PS: for all the ones that will think "premature optimization is the root of all evil", please consider that my code is actually working fine but, as I am working on a strictly time dependend problem, saving few ns each iteration (and I am going to have around 150k iterations) can lead to a significant improvement.

EDIT: as @InBetween correctly pointed out, having an Intersect on second solution is actually useless, reducing it the complexity goes down.

Answer 1

If list2 is ordered, then simply use your second solution optimized:

var exceptIndex = 0;
var newList = new List<T>();

for (var i = 0; i < list1.Length; i++)
{
    if (i != list2[exceptIndex]) newList.Add(list1[i]);
    else exceptIndex++
}

return newList;

Answer 2

List1 = Enumerable.Range(0,List1.Count).Except(List2).Select(i=>List1[i]).ToList()

or

bool[] shouldWeSayGoodbye = new bool[List1.Count];
for(var i=0;i<List2.Count;i++){
   shouldWeSayGoodbye[List2[i]]=true;
}

typeof_list1 List3 = new List<typeof_list1>();
for(var i=0;i<List1.Count;i++){
   if(!shouldWeSayGoodbye[i]){
      List3.Add(List1[i])
   }
}

some testing shows the loop beats Linq x4 times at least.

Answer 3

List<T>.Add is actually O(1) if the the capacity is not exceeded. Here's what I came up with, should go at O(n):

List<T> resultList = new List<T>(list1.Count); // high capacity!
int curIdx = list1.Count - 1; // start at the end of list1

// assumes list2 is sorted descendingly
list2.Add(-1); // add a final -1 index to make following code nicer

foreach (int targetIdx in list2)
{
    while (curIdx > targetIdx)
    {
        resultList.Add(list1[curIdx]); // both operations are O(1)
        curIdx--;
    }
    curIdx--;
}

// resultList is reversed

---

Clarification:

list1: [10, 11, 12, 13, 14]
list2: [1, 3]
wanted result: [10, 12, 14]

We want list2 to be sorted desc, and add a final -1 to it:

list2: [3, 1, -1]

And the final result would actually be the wanted result in reverse. Reversing the list afterwards can be done in O(n) so it does not change overall complexity, however you can optimize the code further so the final list is actually in correct order (home work!)

Answer 4

Your best bet might be to stick with your for loops. They are going to be the fastest, assuming the list2 is sorted in reverse order (for your example).

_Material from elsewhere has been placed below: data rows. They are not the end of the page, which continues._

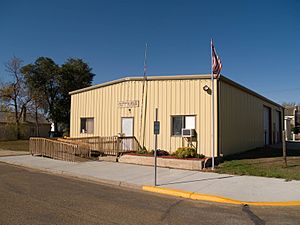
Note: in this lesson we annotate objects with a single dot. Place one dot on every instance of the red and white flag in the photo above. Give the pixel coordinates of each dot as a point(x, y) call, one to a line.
point(216, 61)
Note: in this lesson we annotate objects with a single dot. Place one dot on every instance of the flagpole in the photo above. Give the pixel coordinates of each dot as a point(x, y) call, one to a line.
point(212, 111)
point(144, 101)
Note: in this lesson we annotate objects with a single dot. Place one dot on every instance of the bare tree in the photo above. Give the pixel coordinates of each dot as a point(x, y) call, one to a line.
point(14, 93)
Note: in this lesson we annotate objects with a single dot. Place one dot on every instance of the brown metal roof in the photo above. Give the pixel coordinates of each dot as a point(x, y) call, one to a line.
point(176, 77)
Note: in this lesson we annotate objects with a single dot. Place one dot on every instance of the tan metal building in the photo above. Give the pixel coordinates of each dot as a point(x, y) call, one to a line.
point(243, 119)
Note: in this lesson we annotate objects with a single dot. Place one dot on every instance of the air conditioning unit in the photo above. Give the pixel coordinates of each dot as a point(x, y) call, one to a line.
point(188, 132)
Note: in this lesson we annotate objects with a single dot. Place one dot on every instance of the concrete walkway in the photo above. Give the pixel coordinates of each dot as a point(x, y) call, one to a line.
point(243, 188)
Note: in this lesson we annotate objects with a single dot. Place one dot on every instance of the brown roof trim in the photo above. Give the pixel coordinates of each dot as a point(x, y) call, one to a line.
point(243, 88)
point(176, 77)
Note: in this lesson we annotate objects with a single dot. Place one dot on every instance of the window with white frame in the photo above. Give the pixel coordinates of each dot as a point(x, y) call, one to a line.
point(182, 122)
point(87, 125)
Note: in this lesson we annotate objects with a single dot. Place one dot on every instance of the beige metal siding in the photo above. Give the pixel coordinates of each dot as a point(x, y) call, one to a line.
point(172, 97)
point(241, 119)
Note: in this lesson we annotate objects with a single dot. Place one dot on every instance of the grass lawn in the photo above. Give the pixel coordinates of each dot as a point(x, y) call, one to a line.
point(263, 162)
point(19, 145)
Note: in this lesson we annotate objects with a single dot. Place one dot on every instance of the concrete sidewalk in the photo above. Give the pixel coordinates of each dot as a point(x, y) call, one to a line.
point(242, 188)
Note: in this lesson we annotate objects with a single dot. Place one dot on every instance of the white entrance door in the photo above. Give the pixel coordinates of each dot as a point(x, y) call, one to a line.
point(266, 125)
point(127, 131)
point(277, 127)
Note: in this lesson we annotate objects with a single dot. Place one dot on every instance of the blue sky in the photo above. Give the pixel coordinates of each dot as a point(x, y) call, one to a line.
point(258, 41)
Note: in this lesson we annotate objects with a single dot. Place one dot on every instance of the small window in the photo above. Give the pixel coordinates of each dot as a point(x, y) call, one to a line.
point(181, 122)
point(87, 125)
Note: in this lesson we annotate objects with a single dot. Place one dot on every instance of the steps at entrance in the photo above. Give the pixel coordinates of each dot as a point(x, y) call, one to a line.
point(108, 158)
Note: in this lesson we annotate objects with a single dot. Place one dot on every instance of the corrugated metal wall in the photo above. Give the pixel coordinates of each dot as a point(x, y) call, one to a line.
point(172, 97)
point(241, 119)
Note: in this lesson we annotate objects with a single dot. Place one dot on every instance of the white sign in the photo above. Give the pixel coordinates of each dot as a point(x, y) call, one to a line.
point(128, 104)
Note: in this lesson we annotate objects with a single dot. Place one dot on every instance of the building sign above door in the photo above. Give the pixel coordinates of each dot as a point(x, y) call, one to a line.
point(128, 104)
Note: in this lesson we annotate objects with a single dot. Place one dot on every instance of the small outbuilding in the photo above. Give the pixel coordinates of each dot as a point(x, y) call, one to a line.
point(244, 119)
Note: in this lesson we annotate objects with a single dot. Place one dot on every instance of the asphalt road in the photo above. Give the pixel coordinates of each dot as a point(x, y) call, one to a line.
point(31, 197)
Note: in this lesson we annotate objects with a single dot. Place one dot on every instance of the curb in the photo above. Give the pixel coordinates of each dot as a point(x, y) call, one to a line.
point(214, 198)
point(78, 176)
point(159, 190)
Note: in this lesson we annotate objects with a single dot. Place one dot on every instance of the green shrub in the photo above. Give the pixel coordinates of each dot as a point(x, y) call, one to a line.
point(185, 152)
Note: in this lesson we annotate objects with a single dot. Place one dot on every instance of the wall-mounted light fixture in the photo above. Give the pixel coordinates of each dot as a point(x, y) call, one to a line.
point(205, 88)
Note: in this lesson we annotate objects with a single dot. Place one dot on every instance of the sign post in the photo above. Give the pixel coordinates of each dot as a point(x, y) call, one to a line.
point(156, 132)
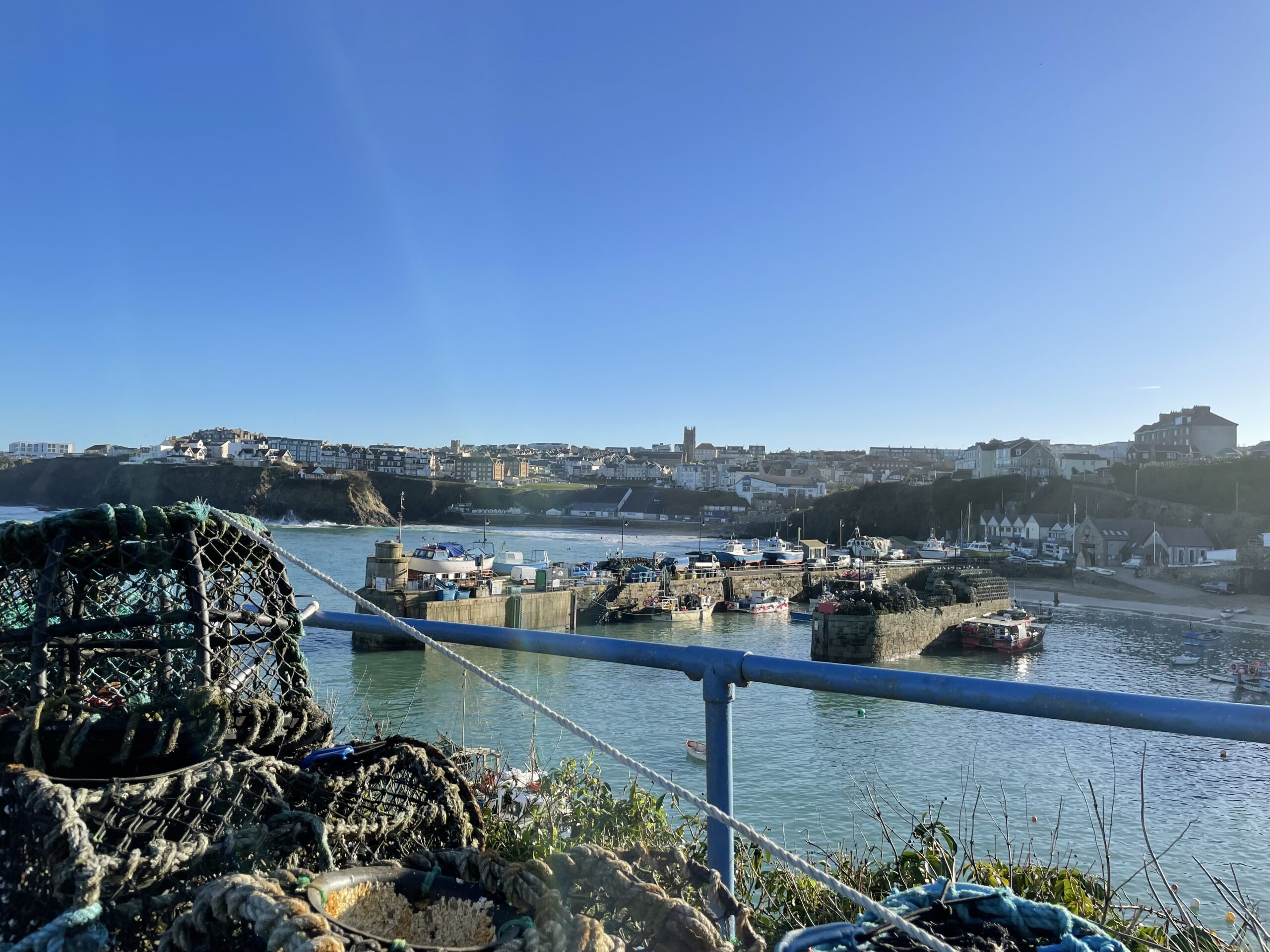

You could try using RemoveAll perhaps...

list1.RemoveAll(l1item => list2.Contains(list1.IndexOf(l1item)));

The downside is, while this looks cleaner and more straightforward, the underpinnings of it are actually fairly complex.

public int RemoveAll(Predicate<T> match)
{
    if (match == null)
    {
        ThrowHelper.ThrowArgumentNullException(ExceptionArgument.match);
    }
    int num = 0;
    while (num < this._size && !match(this._items[num]))
    {
        num++;
    }
    if (num >= this._size)
    {
        return 0;
    }
    int i = num + 1;
    while (i < this._size)
    {
        while (i < this._size && match(this._items[i]))
        {
            i++;
        }
        if (i < this._size)
        {
            this._items[num++] = this._items[i++];
        }
    }
    Array.Clear(this._items, num, this._size - num);
    int result = this._size - num;
    this._size = num;
    this._version++;
    return result;
}

On the other hand, looking at RemoveAt which you are currently using:

public void RemoveAt(int index)
{
    if (index >= this._size)
    {
        ThrowHelper.ThrowArgumentOutOfRangeException();
    }
    this._size--;
    if (index < this._size)
    {
        Array.Copy(this._items, index + 1, this._items, index, this._size - index);
    }
    this._items[this._size] = default(T);
    this._version++;
}

This performs an Array.Copy each time an item is removed while the RemoveAll works through the items and shifts indexed items up over the "removed" item.

You could run some simple benchmark tests on both of those and see which is better.

Using the following though, might give you the best results:

for (int i = 0; i < list1.Count; i++)
{
   bool exists = false;
   for (int j = 0; j < list2.Count; j++)
      if (i == list2[j]) 
      {
         exists = true;
         break;
      }
   if (!exists) newList.Add(list1[i]);
}

This should not have any dependency on list order.